Sr. Prof. António Coutinho, em Portugal os reitores fazem verdadeiros milagres, omeletes sem ovos. Um estudante português fica mais barato ao Estado do que um aluno do secundário. E qualquer casal paga mais pelo filho na creche do que na universidade. Vamos a números? O proposta de OE de 2018 atribui 1.129 milhões de euros ao ensino superior. Numa regra de três simples, dividindo pelos 300 mil alunos do ensino público, universitário e politécnico, são 3.763 euros por aluno. Em Espanha qualquer universidade recebe do erário público pelo menos o dobro. A Pompeu Fabra em Barcelona recebe 22.000 euros. Mas nos rankings internacionais (deixo ao seu critério escolher qual) as universidades portuguesas em geral estão significativamente mais bem situadas que as espanholas, ou do que as francesas ou italianas (que certamente não terão a miséria de financiamento que as portuguesas têm).
Há reitores em Portugal que administram orçamentos de centenas de milhões de euros, por um salário mensal de 3.100 euros líquidos. Muito diferente do que acontece em Inglaterra, em que o aumento das anuidades dos estudantes para uma média de 9 mil libras, deu azo a que haja ordenados dos chanceleres das universidades de mais de 300 mil libras anuais, em alguns casos com aumentos anuais de 20% em tempo de vacas magras. A imprensa britânica tem falado bastante desse escândalo.
Concordo com o Prof. António Coutinho de que “os rankings são o que são”, e que os há para todos os gostos, mas convenhamos que a Universidade da Beira Interior com 31 anos, 7.000 alunos, e apenas 22.3 milhões de euros de dotação pública, aparecer entre as 150 “world best young universities” no ranking do Times Higher Education é prova de que os dinheiros públicos estão bem acautelados. Aposto que nenhum reitor da Suécia, da Escandinávia, ou de qualquer país nórdico, nomeado pelo Estado, ou escolhido pelos grandes da finança ou da indústria, consegue apresentar uma melhor relação qualidade-preço.
A experiência internacional do Sr. Prof. António Coutinho levá-lo-á a olhar para a universidade portuguesa como uma miséria. Está no seu direito.

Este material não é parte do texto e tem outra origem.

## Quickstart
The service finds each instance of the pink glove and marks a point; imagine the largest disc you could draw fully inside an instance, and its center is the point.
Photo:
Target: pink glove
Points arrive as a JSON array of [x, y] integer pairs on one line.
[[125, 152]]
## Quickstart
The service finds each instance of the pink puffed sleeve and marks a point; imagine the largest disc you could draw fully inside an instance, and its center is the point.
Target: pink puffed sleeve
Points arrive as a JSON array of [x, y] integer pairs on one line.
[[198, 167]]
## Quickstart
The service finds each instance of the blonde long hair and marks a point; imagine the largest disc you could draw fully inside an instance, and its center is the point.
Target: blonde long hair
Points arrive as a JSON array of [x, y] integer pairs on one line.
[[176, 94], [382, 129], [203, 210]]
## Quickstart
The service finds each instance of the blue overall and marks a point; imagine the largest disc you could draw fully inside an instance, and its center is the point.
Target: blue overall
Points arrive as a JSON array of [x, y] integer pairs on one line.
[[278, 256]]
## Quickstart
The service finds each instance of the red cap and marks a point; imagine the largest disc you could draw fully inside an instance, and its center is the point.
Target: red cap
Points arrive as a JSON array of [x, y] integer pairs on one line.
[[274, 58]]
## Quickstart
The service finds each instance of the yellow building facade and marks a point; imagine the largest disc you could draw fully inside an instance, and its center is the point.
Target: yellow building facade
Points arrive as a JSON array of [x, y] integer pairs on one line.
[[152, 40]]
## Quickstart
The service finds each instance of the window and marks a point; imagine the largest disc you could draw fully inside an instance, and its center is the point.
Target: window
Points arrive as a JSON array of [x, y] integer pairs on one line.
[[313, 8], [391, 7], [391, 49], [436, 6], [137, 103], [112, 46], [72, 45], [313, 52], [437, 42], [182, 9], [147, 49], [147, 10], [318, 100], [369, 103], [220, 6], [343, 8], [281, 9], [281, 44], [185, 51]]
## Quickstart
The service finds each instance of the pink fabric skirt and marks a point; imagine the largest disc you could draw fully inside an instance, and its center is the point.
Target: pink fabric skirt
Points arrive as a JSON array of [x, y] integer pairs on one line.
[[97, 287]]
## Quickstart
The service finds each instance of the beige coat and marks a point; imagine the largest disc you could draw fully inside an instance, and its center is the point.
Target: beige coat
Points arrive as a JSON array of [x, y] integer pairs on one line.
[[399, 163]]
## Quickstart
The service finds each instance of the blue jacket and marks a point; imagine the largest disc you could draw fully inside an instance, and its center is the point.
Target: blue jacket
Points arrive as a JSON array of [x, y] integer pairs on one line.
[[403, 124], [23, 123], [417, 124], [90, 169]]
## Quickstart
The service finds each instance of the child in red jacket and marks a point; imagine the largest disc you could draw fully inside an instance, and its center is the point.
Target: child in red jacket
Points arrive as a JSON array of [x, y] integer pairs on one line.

A minha experiência internacional, que mesmo assim passa por 7 anos na Alemanha, como mestrando, doutorando e pós-doc, com bolsas de estudo alemãs, por universidades com prémios Nobel no historial, por um ano como visiting scholar numa universidade americana da Ivy League, e por um conhecimento próximo de universidades espanholas e brasileiras, diz-me que as universidades portuguesas oferecem um ensino de qualidade; e que, no que toca a custos, é ímpar.
O problema, que existe, de não termos “research universities”, como acusa, não está nos reitores, não. Está no facto de o financiamento da ciência, o montante de 567 milhões de euros no OE de 2018, estar directamente debaixo do poder político, à margem completa dos reitores e dissociado do que deve ser um ensino universitário, feito no seio da investigação científica. Mas este é um ponto que já não cabe nesta defesa de honra do reitor de uma jovem universidade portuguesa.
Para terminar. A crítica do Prof. António Coutinho é feita à guisa de uma brevíssima recensão do pequeno livro dos Profs António Feijó e Miguel Tamen A Universidade como deve ser. Também eu me identifico com a ideia de universidade ali defendida e que, à minha medida, também tenho defendido ao longo de mais de três décadas. Há pontos de que discordo, mas isso terei de deixar para a minha própria recensão do livro, que devo aos autores.